MPI Collective Synchronization Semantics

The meeting focused on clarifying the synchronization semantics for collective communication operations in MPI. Christoph presented a proposal to add a statement to Appendix 2A.2, specifying that collectives like MPI_allgather, MPI_alltoall, and their variants, as well as MPI_reduce and its variants, synchronize only if the counts and data types are non-zero. The group discussed the implications of this clarification, including potential optimizations for high-quality implementations. NYC raised questions about the definition of data type size and the maintenance of the list of synchronizing collectives, expressing concerns about how to handle future additions or changes. The conversation ended with an agreement to include a statement about the completeness of the current list and the need to consult the appendix for further details.

MPI Standard Updates Discussion

The group discussed several topics related to MPI standard updates and working group activities. They agreed to remove lists of function names from the main text and reference them in the appendix instead. Dominik presented ideas for session attributes and access methods, which Bill Williams supported as sufficient for tools’ needs. The group decided to withdraw a vote on the ULFM proposal due to minor text issues that need fixing.

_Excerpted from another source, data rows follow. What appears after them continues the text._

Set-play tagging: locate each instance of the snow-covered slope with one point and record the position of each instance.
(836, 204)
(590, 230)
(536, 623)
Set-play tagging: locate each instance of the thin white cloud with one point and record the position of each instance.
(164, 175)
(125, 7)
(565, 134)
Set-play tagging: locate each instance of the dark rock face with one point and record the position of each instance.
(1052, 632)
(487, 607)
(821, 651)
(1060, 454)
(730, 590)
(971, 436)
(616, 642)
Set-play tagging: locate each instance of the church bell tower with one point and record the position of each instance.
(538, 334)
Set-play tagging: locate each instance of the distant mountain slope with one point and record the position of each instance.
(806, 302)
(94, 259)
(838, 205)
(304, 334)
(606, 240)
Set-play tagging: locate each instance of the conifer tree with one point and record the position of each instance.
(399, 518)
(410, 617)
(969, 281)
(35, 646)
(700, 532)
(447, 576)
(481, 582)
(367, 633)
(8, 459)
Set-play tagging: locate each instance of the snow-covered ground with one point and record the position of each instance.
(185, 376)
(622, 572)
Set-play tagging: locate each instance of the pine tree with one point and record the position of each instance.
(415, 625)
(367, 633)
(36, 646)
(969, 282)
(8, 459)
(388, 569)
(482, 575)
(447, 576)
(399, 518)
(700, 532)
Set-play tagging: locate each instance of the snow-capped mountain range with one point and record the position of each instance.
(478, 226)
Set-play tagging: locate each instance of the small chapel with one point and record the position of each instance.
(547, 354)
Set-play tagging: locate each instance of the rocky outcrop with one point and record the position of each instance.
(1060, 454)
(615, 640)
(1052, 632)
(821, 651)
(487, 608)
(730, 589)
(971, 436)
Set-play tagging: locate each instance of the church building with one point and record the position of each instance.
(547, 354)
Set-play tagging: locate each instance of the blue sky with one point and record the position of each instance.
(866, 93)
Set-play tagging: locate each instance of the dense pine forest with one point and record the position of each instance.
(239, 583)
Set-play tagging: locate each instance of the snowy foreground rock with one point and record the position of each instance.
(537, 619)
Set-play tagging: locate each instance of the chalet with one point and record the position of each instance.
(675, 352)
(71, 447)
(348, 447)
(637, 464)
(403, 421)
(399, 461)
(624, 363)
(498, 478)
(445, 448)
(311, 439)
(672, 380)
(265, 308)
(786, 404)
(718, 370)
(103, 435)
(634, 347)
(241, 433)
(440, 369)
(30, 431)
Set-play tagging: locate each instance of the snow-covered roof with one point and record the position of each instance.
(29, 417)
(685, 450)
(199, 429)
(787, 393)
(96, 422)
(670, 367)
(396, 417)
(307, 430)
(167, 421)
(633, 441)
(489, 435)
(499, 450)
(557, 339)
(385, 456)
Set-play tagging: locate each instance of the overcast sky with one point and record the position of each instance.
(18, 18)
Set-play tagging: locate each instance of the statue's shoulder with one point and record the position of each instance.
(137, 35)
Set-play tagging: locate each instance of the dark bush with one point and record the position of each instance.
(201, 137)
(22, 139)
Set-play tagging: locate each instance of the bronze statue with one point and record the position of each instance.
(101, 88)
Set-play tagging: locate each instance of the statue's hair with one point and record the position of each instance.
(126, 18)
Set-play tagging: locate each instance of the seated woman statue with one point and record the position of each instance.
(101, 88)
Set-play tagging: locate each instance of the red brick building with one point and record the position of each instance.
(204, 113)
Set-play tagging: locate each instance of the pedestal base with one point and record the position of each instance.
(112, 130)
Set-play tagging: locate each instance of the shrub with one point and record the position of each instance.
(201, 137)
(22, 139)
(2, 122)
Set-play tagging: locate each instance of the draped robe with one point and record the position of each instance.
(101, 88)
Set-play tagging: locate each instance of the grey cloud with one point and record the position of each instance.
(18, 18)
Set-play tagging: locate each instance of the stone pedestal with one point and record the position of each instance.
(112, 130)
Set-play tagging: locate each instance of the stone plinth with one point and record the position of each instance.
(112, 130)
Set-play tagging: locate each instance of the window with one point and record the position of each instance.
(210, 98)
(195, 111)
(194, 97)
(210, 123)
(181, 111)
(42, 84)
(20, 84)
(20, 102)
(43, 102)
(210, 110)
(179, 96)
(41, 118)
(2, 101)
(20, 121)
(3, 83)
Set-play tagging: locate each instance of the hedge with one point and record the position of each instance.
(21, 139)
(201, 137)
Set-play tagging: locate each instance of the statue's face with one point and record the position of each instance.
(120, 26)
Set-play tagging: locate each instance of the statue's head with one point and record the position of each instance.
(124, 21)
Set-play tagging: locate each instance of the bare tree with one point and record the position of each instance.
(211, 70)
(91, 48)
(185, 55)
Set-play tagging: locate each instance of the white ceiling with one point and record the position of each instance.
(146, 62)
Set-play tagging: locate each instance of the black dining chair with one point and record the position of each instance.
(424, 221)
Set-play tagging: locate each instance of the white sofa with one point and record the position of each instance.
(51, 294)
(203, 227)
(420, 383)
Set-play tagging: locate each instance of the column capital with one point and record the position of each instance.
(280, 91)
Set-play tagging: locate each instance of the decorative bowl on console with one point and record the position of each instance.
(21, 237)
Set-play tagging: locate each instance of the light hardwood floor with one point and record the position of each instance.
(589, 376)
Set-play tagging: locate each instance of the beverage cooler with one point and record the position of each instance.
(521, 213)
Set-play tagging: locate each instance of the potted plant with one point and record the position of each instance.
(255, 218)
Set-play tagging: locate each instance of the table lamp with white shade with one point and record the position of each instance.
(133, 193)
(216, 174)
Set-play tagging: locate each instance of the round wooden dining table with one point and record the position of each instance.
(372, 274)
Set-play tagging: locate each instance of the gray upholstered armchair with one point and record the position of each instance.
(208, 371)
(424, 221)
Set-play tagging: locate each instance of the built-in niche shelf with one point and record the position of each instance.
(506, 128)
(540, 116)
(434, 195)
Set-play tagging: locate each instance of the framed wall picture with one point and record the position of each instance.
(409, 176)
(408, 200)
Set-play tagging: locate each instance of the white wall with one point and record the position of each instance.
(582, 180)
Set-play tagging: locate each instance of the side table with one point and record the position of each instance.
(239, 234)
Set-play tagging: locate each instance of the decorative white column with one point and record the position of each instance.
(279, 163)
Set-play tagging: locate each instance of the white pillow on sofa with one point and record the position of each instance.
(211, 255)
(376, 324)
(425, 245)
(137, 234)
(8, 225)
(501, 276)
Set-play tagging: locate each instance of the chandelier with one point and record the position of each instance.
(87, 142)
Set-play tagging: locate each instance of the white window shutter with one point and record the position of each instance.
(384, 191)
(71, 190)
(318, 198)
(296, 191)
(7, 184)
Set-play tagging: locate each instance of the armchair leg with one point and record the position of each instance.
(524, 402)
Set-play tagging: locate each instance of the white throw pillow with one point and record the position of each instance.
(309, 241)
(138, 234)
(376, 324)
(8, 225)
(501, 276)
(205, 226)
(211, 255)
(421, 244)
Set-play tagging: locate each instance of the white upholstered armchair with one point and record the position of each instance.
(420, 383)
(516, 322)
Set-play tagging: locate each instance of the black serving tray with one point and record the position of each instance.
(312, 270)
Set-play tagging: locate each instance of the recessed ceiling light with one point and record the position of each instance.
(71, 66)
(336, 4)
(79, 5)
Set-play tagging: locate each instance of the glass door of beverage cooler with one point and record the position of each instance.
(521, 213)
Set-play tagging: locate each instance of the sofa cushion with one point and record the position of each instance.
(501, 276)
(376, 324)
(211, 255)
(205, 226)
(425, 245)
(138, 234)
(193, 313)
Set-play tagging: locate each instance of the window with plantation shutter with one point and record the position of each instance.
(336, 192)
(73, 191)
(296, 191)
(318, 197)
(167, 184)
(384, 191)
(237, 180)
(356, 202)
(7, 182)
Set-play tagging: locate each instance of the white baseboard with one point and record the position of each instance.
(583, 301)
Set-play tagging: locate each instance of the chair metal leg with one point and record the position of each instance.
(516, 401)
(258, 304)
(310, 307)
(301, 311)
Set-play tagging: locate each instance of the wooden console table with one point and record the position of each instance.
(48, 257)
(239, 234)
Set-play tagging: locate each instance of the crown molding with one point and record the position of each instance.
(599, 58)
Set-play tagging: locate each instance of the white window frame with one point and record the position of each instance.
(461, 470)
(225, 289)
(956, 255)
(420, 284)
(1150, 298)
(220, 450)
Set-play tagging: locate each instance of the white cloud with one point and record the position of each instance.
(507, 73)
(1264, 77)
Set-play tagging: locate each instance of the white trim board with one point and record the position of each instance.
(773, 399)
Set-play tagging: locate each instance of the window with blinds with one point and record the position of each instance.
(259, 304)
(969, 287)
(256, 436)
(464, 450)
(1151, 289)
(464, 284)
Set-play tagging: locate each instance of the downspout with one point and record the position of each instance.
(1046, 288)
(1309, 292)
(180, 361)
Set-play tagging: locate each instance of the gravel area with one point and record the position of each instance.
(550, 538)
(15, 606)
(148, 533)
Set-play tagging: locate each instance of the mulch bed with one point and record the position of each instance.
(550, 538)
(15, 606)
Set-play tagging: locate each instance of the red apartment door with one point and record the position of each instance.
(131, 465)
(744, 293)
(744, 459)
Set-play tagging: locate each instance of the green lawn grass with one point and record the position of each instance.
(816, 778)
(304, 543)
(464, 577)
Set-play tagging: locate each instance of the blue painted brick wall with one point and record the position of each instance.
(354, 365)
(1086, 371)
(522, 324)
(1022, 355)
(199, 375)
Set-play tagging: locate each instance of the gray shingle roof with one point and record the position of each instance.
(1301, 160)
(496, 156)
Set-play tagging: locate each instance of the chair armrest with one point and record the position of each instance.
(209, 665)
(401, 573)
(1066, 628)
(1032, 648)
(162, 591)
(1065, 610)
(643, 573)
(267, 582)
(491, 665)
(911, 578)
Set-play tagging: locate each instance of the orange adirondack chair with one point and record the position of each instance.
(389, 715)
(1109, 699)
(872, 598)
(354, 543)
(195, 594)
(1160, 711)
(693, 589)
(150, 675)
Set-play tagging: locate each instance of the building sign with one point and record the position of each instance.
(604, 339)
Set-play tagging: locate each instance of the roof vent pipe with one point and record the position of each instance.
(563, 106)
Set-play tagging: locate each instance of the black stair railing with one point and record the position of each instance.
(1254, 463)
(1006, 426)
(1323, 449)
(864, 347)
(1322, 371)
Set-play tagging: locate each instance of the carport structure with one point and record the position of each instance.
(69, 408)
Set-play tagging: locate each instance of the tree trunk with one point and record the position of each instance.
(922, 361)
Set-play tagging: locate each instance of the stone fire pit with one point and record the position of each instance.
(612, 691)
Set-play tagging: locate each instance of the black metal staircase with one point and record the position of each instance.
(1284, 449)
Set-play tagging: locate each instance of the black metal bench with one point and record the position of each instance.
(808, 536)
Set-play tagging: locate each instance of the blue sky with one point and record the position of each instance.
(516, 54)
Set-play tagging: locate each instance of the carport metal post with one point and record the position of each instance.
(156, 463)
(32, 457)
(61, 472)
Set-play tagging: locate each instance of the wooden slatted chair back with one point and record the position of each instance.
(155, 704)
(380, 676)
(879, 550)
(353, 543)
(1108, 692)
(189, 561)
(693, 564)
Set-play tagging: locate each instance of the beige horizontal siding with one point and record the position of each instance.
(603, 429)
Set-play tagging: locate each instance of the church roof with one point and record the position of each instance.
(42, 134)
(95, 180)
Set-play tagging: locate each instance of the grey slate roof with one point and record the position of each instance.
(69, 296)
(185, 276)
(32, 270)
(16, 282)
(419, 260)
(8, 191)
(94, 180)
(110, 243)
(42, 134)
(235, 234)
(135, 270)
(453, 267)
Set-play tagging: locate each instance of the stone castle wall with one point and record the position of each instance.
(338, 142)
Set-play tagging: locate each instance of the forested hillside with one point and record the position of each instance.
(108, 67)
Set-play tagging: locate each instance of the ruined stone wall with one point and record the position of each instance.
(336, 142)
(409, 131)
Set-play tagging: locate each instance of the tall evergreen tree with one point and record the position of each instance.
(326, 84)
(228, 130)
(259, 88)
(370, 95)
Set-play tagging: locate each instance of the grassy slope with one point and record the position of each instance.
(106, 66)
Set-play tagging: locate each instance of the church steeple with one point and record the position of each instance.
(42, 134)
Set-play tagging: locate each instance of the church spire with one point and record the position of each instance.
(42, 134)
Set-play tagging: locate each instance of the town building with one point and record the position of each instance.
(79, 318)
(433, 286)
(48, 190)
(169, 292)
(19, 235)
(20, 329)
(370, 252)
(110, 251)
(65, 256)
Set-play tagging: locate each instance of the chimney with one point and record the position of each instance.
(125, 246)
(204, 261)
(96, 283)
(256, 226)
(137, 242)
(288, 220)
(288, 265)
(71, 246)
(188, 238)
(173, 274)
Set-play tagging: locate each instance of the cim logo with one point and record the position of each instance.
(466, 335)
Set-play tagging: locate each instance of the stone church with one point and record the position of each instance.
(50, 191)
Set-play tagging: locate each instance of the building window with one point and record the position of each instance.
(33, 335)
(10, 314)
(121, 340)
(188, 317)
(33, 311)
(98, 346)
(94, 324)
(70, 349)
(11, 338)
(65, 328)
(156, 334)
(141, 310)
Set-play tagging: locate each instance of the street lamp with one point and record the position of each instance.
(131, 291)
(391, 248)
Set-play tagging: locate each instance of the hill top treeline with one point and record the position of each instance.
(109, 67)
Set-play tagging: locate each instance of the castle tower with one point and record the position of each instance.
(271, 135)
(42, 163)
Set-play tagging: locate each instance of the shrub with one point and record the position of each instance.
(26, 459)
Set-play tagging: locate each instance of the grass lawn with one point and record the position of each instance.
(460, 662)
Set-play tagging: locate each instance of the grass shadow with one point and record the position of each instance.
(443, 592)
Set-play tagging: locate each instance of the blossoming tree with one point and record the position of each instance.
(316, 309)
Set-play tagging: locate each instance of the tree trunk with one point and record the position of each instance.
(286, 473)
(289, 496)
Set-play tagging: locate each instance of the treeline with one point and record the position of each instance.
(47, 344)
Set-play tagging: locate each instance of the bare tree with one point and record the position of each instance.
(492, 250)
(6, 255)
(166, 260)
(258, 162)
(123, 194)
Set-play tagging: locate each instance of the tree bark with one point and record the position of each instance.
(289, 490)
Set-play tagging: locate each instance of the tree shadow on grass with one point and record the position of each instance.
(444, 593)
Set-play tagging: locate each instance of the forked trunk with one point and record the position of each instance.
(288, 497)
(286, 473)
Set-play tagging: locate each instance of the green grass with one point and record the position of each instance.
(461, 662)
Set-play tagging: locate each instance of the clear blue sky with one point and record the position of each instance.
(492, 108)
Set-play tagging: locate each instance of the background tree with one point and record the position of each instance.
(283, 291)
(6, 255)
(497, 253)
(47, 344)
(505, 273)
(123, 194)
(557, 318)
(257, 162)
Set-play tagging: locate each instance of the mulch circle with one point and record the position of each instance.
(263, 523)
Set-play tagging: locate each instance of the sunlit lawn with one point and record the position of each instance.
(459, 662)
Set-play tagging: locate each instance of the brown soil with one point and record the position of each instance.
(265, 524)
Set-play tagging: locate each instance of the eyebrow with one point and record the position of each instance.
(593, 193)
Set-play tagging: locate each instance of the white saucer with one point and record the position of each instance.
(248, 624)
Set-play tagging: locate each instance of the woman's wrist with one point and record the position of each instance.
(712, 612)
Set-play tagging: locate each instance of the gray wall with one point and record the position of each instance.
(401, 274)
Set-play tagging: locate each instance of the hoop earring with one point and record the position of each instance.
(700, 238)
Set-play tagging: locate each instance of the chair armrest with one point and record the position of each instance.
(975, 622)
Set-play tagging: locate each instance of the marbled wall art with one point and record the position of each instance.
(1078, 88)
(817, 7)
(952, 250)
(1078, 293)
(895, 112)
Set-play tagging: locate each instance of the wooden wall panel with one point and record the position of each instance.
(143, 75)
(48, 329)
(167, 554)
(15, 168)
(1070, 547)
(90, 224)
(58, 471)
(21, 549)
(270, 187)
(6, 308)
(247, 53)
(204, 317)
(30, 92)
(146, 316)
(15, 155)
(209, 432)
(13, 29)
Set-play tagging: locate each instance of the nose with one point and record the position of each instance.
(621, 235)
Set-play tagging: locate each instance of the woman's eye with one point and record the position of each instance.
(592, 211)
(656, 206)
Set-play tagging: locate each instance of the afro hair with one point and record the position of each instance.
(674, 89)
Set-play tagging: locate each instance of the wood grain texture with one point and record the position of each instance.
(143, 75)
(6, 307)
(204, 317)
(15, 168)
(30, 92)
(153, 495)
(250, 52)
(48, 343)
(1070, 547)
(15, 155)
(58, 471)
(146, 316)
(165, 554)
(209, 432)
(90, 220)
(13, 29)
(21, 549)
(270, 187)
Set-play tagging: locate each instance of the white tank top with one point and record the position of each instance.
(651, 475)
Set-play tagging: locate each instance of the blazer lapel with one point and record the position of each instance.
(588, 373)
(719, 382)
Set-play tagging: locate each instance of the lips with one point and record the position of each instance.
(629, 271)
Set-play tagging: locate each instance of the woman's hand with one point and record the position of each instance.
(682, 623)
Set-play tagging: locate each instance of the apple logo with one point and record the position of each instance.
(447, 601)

They also reviewed a proposal to consolidate the description of when the MPI error field should be set in the status object, aiming to be more accurate and concise.

MPI Error Handling Text Clarifications

The team discussed text clarifications for MPI error handling, focusing on maintaining existing semantics and improving readability. They agreed to keep the current wording regarding communicator creation and error handling, despite some ambiguity, and decided to put it up for a first vote in the next meeting. The group then planned their schedule, taking a one-hour lunch break and allocating two hours for the ULFM discussion, with Aurelien remaining for further input.

MPI Collective Communication Protocols

The discussion focused on the semantics and implementation of MPI’s collective communication operations, particularly around failure detection and agreement protocols. Aurelien explained that the current description of MPI’s Comagree function is too detailed and complex, while Hui and NYC questioned the necessity of certain parameters, particularly the number of known failed processes. The group agreed that while the current API functionality is clear, the documentation could be simplified without losing essential information. They also discussed the need to better define the scope and purpose of ULFM (Unified Layer for Fault Tolerance in MPI) in future discussions.

MPI Fault-Tolerant Operations Design

The discussion focused on the design and functionality of MPI’s fault-tolerant operations, particularly around the agreement and failure detection mechanisms. Aurelien explained the current implementation’s ability to both agree on a flag and detect failures within a single operation, emphasizing that splitting these functions into separate calls would not simplify the user experience while potentially increasing the number of required MPI calls. The group debated the merits of implicit failure tracking versus explicit parameter passing, with NYC advocating for a more streamlined approach where MPI would automatically track and communicate failure states without requiring explicit parameter updates from the user. The conversation concluded with an acknowledgment that while the current implementation may appear complex, it provides a complete solution that can be adapted to various use cases through different programming patterns, rather than forcing a one-size-fits-all approach.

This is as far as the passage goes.